By 2013, Ericsson anticipates that there will be some 6.5 billion mobile phone subscriptions in the world, compared to today's 3.7 billion. About 90 percent of growth is expected to come from developing markets where more than half of the population lives outside city limits. To build mobile networks in rural areas with no or unreliable power grid means that the power challenge must be solved.
As mobile telephony reaches billions of new subscribers, areas in the world that have never had access to communication services will soon be part of the connected society. Having reliable access to cost-effective energy supplies has long been a stumbling block for telecom operators seeking to offer services outside major population centers. Building out electricity grids has not only been prohibitive from a cost perspective, but often impossible due to geographic and environmental constraints.
Ericsson, whose technology has already provided billions of people with mobile telephony, is meeting this challenge with a combination of energy-efficient products and emphasis on network energy optimization. This supports telecom operators to develop and deliver affordable and sustainable communications services to the emerging markets in a way that makes business profitable for the operators.
Wind power is one example of an alternative energy resource for powering mobile networks located beyond the electricity grid. In 2007, Ericsson implemented biofuel as an alternative energy resource, and in 2000 Ericsson was the first telecom player to deploy a solar solution to power a Moroccan operator's mobile network.

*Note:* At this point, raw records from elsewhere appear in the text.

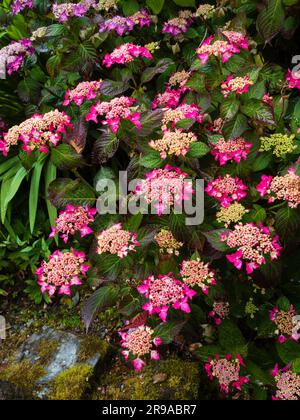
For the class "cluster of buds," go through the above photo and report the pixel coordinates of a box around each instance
[119,325,162,371]
[152,87,185,109]
[100,16,135,36]
[85,96,141,133]
[208,301,230,325]
[286,70,300,89]
[217,203,248,228]
[197,31,248,64]
[204,354,249,394]
[149,129,197,160]
[221,75,254,98]
[134,165,194,216]
[63,80,102,106]
[180,258,216,295]
[36,249,89,296]
[0,109,72,156]
[205,175,248,208]
[260,133,297,158]
[211,137,252,166]
[162,10,194,36]
[11,0,33,15]
[137,273,196,322]
[103,43,153,69]
[49,204,97,243]
[161,104,204,131]
[270,305,300,344]
[272,364,300,401]
[96,223,139,258]
[154,229,183,256]
[168,70,191,88]
[257,168,300,208]
[0,39,34,77]
[52,0,95,23]
[221,223,282,274]
[195,4,216,20]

"Being at the forefront of innovation is crucial for Ericsson to stay in its leading market position," says Ulf Ewaldsson, Vice President and Head of Product Area Radio at Ericsson. "I am, of course, proud to be part of a company that is behind technologies like Bluetooth, setting the standard for mobile technology GSM that half of the world's population are using to make phone calls, as well as leading the development of the fourth generation of mobile communication. But one must also have in mind how to run mobile networks so that all of us can have access to communication services, no matter whether you live in a big developed city or in a remote village in a country with poor infrastructure."
As energy-related expenditures, including cost for diesel, can be as high as 50 percent of total network operating costs in some markets, the next step after getting infrastructure in place is to ensure cost-efficient day-to-day operations.
"One example of what we have done to be able to offer mobile telephony to the billions of people living outside city limits, is the introduction of a unique hybrid solution where we use submarine batteries that can be recharged over and over again to power a mobile network," Ewaldsson says. "This solution saves approximately 10 000 liters of diesel per radio site per year, which is 40 to 50 percent of the diesel needed. This adds up to large quantities of fuel that can be saved in a mobile network with hundreds or thousands of diesel powered radio sites."
Developing green solutions to build and power mobile networks holds the key to reaching billions of people that have never had access to communication services. And the benefits of green solutions are twofold - not only does this mean telecom operators can build and operate mobile networks cost efficiently, the environment is also a winner as less fossil fuel is needed to run the mobile networks.